I bet not. You have more options to choose from, but they still have an application-data-store- impedance mismatch involved. Developing applications hasn't become much easier since the NoSQL trend. Clearly, the NoSQL movement has questioned the state-of-the-art in plenty of positive ways, but the positive net effect on programmers and productivity still remains to be proven.
Issues Unsolved
Let me give you some examples for core problems that the NoSQL movement still hasn't solved:
- Managing Highly-dimensional data and access to it: I am not referring to <Key, Subkey>-like constructs as in the HBase / Cassandra-way of thinking. I'm thinking of e.g. geo/spatial data here. Where are the solutions out there?
- Storing and Managing Timelines as in Twitter / Facebook: everybody knows timelines, many have them in their toolkit / application integrated. But where are scalable ways to store timelines as constructed from a social graph in a scalable way?
- Scalable Sorted Indexing: Look at what Microsoft does with its Azure storage and learn what else has to be done to have seriously performing sorted indexes that scale and adapt dynamically along their usage and query patterns.
- Truly Scalable Secondary Indexes: Also, secondary indexes, quite a new construct in the NoSQL world, often have serious scalability strings attached. First hashing keys, effectively destroying their order, to then perform a broadcast on your cluster for getting a hold of your keys and values simply is not scalable, folks! Live with it, not every problem can be solved by consistent hashing! And don't get me on consistency of those secondary indexes...
- Storing, Managing and Processing Events in a way to yield much better insight into running systems, detect anomalies, and much much more (Twitter's Storm is a real start though)
- [I will stop here for now]
These Problems are core to many issues application developers have. Let me conclude here: The NoSQL world still has no serious answers to these problems (Riak developers with their secondary indexes might disagree here though).
What we need
In my opinion, the MongoGate issue seems to be a real and serious issue for the users and developers of MongoDB. But let me say this: it is just the symptom, not the cause.
The problem is: NoSQL is not a solution at all. It's a trade-off. You exchange a hard problem (scalability) and get several other problems on return. These trade-offs lie in development effort, application-data-store impedance mismatches, managability, lack of 3rd party tools, application complexity concerns due to eventual consistency, and many other issues.

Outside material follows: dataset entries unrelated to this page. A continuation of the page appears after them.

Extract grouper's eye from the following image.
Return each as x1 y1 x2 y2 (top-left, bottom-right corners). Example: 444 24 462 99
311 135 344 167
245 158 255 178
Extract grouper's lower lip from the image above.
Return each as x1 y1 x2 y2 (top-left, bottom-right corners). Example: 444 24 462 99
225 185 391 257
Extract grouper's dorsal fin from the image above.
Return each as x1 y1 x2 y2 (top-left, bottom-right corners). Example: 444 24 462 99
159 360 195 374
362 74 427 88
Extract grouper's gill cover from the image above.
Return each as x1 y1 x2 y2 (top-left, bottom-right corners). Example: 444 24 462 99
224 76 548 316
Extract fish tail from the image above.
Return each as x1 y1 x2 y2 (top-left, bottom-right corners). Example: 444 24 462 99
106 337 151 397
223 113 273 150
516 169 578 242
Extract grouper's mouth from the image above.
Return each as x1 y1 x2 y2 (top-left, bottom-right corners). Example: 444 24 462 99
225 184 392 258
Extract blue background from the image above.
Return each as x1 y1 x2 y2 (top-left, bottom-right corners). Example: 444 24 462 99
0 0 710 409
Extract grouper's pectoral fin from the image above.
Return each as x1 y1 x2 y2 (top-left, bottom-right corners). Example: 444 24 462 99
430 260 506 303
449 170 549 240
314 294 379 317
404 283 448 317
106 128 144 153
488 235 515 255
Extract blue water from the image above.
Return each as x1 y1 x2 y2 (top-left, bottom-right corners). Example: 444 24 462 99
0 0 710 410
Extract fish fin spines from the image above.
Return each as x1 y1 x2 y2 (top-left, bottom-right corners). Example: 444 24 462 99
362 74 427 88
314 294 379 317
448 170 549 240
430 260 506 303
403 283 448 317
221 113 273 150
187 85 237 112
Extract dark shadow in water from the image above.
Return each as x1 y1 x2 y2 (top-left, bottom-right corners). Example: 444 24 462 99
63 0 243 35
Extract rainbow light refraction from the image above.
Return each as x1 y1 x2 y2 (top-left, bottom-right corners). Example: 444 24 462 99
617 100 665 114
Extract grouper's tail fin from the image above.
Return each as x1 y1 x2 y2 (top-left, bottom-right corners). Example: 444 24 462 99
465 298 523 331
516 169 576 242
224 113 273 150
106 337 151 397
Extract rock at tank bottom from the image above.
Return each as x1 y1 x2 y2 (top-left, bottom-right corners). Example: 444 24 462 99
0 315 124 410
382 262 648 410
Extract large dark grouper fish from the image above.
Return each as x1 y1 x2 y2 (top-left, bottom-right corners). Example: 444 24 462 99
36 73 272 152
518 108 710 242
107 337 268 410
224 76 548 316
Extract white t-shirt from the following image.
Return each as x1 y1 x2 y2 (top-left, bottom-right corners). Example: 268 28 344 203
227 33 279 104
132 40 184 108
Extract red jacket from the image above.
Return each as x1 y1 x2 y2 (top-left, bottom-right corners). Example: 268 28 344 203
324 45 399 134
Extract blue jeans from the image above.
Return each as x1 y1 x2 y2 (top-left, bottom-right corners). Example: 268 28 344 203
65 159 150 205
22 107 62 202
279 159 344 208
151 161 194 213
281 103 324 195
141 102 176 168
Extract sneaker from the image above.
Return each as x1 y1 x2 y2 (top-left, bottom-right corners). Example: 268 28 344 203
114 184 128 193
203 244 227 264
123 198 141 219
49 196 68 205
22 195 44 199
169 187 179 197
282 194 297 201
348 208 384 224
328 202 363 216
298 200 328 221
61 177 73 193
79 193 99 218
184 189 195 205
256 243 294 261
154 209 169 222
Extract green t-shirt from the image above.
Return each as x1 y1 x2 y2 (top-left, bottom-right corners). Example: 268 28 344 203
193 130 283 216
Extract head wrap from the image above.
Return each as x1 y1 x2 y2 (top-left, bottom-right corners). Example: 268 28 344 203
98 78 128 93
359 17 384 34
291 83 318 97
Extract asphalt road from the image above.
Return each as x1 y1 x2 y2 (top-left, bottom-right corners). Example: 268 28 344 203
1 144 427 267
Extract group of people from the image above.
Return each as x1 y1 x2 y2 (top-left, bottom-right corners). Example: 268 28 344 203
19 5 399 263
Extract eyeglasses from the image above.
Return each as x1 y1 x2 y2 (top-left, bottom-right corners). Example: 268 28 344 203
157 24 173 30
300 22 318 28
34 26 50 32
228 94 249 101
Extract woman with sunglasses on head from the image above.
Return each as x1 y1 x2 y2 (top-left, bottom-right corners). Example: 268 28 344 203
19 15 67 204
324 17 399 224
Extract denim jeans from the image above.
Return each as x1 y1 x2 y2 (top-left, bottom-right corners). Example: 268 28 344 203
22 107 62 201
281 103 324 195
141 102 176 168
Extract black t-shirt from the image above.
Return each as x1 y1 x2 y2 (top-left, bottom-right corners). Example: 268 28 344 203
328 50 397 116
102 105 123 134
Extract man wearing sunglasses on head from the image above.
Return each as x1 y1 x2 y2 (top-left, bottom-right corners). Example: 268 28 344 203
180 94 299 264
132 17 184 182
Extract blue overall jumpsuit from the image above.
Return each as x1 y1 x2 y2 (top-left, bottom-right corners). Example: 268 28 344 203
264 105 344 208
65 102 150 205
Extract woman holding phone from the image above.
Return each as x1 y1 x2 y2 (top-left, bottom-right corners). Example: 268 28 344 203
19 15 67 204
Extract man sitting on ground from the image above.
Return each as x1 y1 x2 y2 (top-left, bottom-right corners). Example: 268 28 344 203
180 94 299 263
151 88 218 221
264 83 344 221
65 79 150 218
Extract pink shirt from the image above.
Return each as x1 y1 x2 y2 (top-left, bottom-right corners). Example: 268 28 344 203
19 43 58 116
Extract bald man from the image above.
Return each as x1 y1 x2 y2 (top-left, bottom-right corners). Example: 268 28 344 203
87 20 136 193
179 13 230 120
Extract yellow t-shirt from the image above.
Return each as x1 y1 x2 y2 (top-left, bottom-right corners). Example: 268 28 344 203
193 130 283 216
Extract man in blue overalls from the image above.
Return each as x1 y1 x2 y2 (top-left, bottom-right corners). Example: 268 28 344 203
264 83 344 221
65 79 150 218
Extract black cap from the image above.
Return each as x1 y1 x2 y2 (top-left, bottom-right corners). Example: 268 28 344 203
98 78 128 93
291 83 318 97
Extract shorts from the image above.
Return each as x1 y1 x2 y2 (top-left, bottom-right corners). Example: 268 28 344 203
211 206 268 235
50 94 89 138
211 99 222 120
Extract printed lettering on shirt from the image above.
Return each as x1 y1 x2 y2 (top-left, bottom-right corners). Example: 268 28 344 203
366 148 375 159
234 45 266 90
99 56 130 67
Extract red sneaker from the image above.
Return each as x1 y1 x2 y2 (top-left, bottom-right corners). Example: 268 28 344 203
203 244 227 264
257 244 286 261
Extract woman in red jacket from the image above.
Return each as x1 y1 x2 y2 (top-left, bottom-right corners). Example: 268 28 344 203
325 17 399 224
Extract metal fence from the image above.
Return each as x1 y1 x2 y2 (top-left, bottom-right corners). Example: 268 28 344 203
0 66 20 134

They all have to be communicated more openly, more freely.
What we do not need is another MongoGate. We (as NoSQL data store developers) need to focus on the problem more closely. We better focus on applications. We better help application developers develop their stuff more simple, more streamlined and with a higher degree of scalability (in that order, not the other way 'round).
And finally: We need to solve the really hard problems!